To demonstrate the acute and early outcomes of the novel Nile PAX dedicated polymer-free paclitaxel-coated stents (Minvasys SAS, Gennevilliers, France) in the treatment of de novo coronary bifurcation lesions.

METHODS AND RESULTS

The Nile PAX device incorporates a cobalt-chromium alloy with a side aperture in the mid-stent designed to optimise scaffold at the bifurcation carina and side branch (SB) ostium, while maintaining SB access during procedure. From December 2008 to February 2010, 101 patients were prospectively enrolled in a non-randomised, multicentre study. Lesion criteria were: vessel size 2.5-3.5 mm in the parent vessel (PV) and 2.0-3.0 mm in the SB, and lesion length <14 mm in the PV, and <5 mm in the SB. Mean age was 63 years, 29% had diabetes, LAD/Dg was involved in 80.4%, and 61.7% had significant involvement of both branches.

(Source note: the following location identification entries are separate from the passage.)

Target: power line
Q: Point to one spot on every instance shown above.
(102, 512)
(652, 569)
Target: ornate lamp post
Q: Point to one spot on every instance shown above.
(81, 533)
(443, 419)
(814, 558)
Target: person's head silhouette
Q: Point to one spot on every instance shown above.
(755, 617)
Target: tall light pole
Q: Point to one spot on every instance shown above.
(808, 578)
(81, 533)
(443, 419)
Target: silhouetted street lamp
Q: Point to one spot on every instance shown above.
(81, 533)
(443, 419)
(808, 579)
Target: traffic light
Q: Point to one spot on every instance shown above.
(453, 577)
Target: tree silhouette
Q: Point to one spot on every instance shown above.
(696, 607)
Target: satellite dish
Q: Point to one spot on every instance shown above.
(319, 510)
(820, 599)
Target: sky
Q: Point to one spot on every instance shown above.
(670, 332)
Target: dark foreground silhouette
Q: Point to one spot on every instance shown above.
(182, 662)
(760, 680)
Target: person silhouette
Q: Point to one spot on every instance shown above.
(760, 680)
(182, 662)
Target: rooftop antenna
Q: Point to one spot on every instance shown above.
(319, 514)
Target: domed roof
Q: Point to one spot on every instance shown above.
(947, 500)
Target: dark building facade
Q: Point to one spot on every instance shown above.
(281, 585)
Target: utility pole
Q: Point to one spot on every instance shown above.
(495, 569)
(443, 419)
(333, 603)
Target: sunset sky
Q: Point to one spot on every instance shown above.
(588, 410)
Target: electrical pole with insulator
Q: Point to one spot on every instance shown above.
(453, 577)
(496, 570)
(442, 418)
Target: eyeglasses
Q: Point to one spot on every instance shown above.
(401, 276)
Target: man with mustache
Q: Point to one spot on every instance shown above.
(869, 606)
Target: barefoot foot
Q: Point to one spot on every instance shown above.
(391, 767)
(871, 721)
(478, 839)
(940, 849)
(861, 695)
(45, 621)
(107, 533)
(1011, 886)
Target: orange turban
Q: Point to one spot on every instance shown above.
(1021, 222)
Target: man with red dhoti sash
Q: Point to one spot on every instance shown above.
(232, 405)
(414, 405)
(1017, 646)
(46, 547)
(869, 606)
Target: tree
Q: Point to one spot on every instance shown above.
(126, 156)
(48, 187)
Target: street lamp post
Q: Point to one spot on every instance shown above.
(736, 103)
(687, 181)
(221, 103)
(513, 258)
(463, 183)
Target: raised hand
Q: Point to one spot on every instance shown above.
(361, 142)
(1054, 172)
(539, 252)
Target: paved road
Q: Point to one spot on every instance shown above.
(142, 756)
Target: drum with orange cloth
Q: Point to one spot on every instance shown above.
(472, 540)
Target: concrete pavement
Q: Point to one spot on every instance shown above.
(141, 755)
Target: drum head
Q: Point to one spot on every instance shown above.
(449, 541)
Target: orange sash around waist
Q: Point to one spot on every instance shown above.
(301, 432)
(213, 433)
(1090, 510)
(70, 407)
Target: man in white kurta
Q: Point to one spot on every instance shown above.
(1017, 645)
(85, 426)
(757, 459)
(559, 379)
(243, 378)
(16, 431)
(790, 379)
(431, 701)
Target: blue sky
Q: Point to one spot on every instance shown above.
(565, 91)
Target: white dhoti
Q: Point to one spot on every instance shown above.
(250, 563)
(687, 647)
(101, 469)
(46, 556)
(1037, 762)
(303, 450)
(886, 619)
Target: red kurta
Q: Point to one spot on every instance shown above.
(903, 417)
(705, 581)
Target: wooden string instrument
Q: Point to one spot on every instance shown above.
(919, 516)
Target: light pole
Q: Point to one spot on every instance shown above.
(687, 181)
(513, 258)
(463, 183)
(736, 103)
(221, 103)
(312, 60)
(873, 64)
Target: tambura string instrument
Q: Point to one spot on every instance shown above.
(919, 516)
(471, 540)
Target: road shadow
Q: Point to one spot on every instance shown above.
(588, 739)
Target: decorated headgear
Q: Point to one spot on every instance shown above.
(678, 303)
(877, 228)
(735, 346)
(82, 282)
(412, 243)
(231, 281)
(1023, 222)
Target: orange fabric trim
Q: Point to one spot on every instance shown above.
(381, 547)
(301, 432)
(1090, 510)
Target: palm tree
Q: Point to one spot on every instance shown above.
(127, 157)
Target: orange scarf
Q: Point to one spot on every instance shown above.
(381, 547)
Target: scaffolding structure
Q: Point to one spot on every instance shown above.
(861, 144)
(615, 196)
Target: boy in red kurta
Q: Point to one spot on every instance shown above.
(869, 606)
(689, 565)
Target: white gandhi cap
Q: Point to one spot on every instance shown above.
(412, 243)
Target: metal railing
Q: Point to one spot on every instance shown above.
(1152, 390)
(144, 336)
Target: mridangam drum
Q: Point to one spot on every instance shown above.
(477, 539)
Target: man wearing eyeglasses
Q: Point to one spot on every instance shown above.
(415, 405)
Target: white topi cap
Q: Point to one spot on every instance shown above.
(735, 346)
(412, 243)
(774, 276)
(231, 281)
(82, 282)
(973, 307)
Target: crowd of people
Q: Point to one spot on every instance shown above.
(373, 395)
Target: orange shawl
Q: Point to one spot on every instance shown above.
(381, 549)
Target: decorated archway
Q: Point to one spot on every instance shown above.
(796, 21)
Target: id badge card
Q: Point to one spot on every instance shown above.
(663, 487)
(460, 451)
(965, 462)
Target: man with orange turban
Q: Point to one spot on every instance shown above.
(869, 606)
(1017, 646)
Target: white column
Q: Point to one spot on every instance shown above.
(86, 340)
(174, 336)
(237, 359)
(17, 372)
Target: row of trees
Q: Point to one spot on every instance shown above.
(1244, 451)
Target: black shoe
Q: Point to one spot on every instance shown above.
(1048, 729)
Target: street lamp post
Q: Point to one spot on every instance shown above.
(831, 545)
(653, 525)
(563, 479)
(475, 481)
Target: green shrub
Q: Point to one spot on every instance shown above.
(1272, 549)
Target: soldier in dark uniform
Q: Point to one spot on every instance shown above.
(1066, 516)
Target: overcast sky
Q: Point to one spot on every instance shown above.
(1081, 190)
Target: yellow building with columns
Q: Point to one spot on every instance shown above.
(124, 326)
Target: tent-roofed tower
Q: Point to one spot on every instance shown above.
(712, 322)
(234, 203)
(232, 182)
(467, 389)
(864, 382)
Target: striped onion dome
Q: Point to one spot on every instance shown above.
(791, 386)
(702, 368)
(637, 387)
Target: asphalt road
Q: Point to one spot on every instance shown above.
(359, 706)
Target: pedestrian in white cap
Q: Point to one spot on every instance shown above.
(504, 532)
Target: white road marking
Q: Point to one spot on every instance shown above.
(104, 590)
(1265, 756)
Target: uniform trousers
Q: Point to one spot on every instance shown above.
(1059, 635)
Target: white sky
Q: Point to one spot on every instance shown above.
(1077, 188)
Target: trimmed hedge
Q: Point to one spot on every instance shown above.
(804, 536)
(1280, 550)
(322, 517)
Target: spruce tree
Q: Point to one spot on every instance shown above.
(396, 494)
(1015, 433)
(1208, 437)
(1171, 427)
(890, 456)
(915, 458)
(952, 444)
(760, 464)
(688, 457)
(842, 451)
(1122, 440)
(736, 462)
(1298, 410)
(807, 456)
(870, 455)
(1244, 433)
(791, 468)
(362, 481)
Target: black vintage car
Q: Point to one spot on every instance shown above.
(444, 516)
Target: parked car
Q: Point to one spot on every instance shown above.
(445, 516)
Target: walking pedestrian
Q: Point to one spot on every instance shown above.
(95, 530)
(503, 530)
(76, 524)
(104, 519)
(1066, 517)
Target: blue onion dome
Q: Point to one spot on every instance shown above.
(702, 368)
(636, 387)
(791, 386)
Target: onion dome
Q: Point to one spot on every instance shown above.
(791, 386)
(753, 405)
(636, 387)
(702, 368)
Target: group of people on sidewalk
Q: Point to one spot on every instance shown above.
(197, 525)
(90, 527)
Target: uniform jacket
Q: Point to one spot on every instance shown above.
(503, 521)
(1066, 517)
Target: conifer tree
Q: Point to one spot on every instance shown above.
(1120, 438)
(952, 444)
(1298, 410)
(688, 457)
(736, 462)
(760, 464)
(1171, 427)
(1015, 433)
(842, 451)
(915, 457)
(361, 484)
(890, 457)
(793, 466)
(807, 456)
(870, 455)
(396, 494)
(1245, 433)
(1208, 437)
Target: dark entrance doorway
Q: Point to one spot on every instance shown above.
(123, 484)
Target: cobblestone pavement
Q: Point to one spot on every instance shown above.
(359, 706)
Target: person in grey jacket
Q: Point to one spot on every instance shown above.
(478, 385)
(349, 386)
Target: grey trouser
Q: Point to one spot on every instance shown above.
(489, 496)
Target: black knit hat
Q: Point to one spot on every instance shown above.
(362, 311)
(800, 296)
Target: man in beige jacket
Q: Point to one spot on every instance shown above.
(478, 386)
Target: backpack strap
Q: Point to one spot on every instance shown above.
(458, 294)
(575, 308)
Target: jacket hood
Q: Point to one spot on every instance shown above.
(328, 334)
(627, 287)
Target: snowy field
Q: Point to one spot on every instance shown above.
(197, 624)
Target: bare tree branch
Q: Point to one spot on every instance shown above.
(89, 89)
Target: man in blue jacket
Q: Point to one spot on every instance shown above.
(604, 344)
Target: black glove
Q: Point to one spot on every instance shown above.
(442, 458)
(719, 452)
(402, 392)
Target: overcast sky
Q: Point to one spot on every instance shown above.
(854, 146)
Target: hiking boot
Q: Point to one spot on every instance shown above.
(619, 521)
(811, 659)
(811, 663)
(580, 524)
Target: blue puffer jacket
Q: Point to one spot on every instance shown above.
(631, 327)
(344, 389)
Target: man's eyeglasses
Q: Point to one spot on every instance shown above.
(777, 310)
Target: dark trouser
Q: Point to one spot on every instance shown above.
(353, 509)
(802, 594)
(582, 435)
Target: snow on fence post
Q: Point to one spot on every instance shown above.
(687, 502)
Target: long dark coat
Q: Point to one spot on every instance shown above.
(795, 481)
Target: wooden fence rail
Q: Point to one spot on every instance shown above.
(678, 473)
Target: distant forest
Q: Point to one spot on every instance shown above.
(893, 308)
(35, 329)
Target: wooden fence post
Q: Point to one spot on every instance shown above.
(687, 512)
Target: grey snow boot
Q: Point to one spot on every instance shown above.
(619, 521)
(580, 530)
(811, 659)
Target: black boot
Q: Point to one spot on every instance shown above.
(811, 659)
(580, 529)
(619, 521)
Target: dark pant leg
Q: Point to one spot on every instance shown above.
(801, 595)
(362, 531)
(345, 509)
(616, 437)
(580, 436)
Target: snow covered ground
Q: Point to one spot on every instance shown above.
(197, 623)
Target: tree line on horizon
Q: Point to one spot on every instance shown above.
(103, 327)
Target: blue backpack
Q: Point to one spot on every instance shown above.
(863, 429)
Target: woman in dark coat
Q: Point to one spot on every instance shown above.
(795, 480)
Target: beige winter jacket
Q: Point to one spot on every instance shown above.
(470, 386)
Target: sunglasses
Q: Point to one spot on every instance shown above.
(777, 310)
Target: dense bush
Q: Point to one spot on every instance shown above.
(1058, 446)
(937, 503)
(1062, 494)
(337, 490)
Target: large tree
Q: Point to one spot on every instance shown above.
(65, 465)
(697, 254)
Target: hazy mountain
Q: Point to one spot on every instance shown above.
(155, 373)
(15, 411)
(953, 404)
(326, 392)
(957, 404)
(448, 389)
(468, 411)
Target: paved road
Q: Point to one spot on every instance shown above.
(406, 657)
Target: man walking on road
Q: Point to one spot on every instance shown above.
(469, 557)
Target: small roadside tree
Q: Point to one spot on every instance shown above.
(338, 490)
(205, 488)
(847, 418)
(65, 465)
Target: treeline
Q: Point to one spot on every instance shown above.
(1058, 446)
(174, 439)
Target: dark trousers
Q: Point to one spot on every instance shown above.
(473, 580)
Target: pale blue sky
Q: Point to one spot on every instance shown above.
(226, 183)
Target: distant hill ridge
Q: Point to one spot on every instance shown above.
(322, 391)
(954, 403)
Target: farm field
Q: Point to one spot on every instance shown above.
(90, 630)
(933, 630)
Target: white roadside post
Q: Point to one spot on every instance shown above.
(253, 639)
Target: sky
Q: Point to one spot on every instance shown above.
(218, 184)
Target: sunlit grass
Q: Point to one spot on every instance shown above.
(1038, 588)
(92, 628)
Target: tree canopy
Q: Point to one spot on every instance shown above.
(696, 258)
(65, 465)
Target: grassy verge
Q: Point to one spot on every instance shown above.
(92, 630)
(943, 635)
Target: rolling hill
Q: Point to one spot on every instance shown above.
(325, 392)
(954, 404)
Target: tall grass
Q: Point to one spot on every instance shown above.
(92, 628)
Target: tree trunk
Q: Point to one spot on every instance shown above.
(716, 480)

The study stent was successfully attempted and implanted in 98%. SB received additional stent in 26% final kissing-balloon inflation was performed in 93% and lesion (angiographic) success was achieved in 98%. There was only one non-Q myocardial infarction during hospitalisation, and no additional events up to 30 days.

CONCLUSIONS

Preliminary results of the prospective, non-randomised, multicentre BIPAX clinical trial demonstrated encouraging results with the novel Nile PAX bifurcation DES in the treatment of coronary bifurcation lesions, including high device and procedural success. Overall, there was only one major adverse cardiac event during hospitalisation, with no additional events up to 30 days follow-up. Long-term follow-up is warranted.